La Prisionera y la Reina. Capítulo tres.

XIV.

Era plena mañana, pero la oscuridad lo envolvía todo dentro del abismo, parecía como si las pocas antorchas que llevaban los salvajes era lo único que se interponía para no ser devorados por las tinieblas de una sola vez y para siempre. Idalia, la mujer maldita, llegaba tranquila y resignada a cumplir con su condena, su inmolación, a la cueva del Débolum. El abismo era siempre frío, pues el aire helado que brotaba de su profundidad era siempre más abundante que los escasos y osados rayos de sol que caían dentro, pero del interior de la cueva emanaba un aliento tibio y denso, como si ya estuvieran dentro de las fauces de la bestia que habitaba allí.
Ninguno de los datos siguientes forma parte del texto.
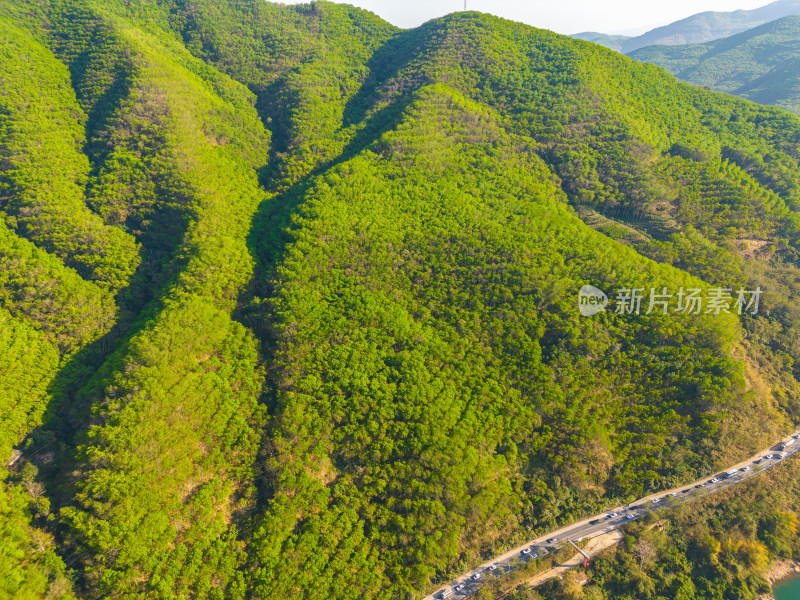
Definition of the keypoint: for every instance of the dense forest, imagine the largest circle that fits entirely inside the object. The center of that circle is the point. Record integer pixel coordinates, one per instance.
(289, 297)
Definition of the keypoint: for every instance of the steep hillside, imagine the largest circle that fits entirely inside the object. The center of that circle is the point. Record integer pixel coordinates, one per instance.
(760, 64)
(304, 288)
(698, 29)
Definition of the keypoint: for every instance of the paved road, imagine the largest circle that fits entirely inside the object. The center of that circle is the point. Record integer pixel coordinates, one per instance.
(469, 583)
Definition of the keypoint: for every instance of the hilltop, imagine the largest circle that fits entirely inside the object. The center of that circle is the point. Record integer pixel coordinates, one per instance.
(697, 29)
(759, 64)
(289, 295)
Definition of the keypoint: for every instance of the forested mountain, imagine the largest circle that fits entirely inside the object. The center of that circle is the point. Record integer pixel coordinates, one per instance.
(760, 64)
(697, 29)
(289, 295)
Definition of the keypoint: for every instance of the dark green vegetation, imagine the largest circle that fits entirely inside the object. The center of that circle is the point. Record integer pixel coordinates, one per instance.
(289, 295)
(760, 64)
(718, 547)
(697, 29)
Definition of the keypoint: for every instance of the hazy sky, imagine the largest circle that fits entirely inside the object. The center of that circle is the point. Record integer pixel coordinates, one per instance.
(563, 16)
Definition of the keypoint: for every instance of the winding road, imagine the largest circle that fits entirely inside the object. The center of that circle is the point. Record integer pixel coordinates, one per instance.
(469, 583)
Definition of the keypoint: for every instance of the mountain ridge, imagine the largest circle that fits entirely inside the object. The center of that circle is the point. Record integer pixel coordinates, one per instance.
(346, 356)
(698, 28)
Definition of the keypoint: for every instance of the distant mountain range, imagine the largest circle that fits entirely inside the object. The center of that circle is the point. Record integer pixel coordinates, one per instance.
(697, 29)
(760, 64)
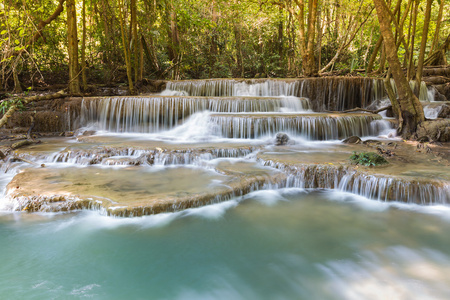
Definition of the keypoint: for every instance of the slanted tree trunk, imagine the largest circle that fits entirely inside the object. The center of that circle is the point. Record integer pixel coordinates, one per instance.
(74, 80)
(410, 108)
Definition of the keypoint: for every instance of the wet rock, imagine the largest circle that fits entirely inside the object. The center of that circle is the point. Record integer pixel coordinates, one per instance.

Se adentró llevando una antorcha en la mano y cruzó el bosque de estalactitas que asemejaban a columnas acinturadas que sostenían el techo de la cueva. El calor se hacía intenso y también la insoportable emanación de gases que le hacía doler la cabeza y le revolvía el estómago. La suave pendiente apresuraba su paso inconscientemente como manos invisibles que la animaban a llegar al fondo, donde ya se podía ver un gran resplandor de color rojo que iluminaba una enorme circunferencia destacándose en la predominante oscuridad del lugar. Idalia se detuvo, sudaba copiosamente debido al calor y se sentía enferma, pensó que el monstruoso habitante del abismo no era más que un mito y que cualquier persona que se quedara allí el tiempo suficiente, inexorablemente moriría sin necesidad de ser devorada por nada. Mareada y a punto de desmayase, no se dio cuenta cuando la enorme roca sobre su cabeza se desprendió cayendo sobre ella, pero no la aplastó, pues la roca en un segundo giró, se abrió y se convirtió en el poderoso Débolum, que aterrizaba sobre sus cuatro patas como un felino que cae sobre una presa desprevenida e indefensa. Goteaba y chorreaba metal derretido por todas partes además de un fuego de intensos colores vivos, la mujer maldita cayó al suelo incapaz de reaccionar, vivía aquello como en un sueño de semiinconsciencia, desarmada, solo con la certeza de que su fin había llegado y nada más había por hacer. El Débolum la devoró completa y de una sola engullida dejando una pequeña marca en el duro suelo de la cueva, luego planeó majestuoso entre su bosque de estalactitas para terminar sumergiéndose en la lava como siempre lo hacía. Los salvajes luego de presenciar lo sucedido se retiraron en silencio, habían visto lo que esperaban ver y nada nuevo había acaecido.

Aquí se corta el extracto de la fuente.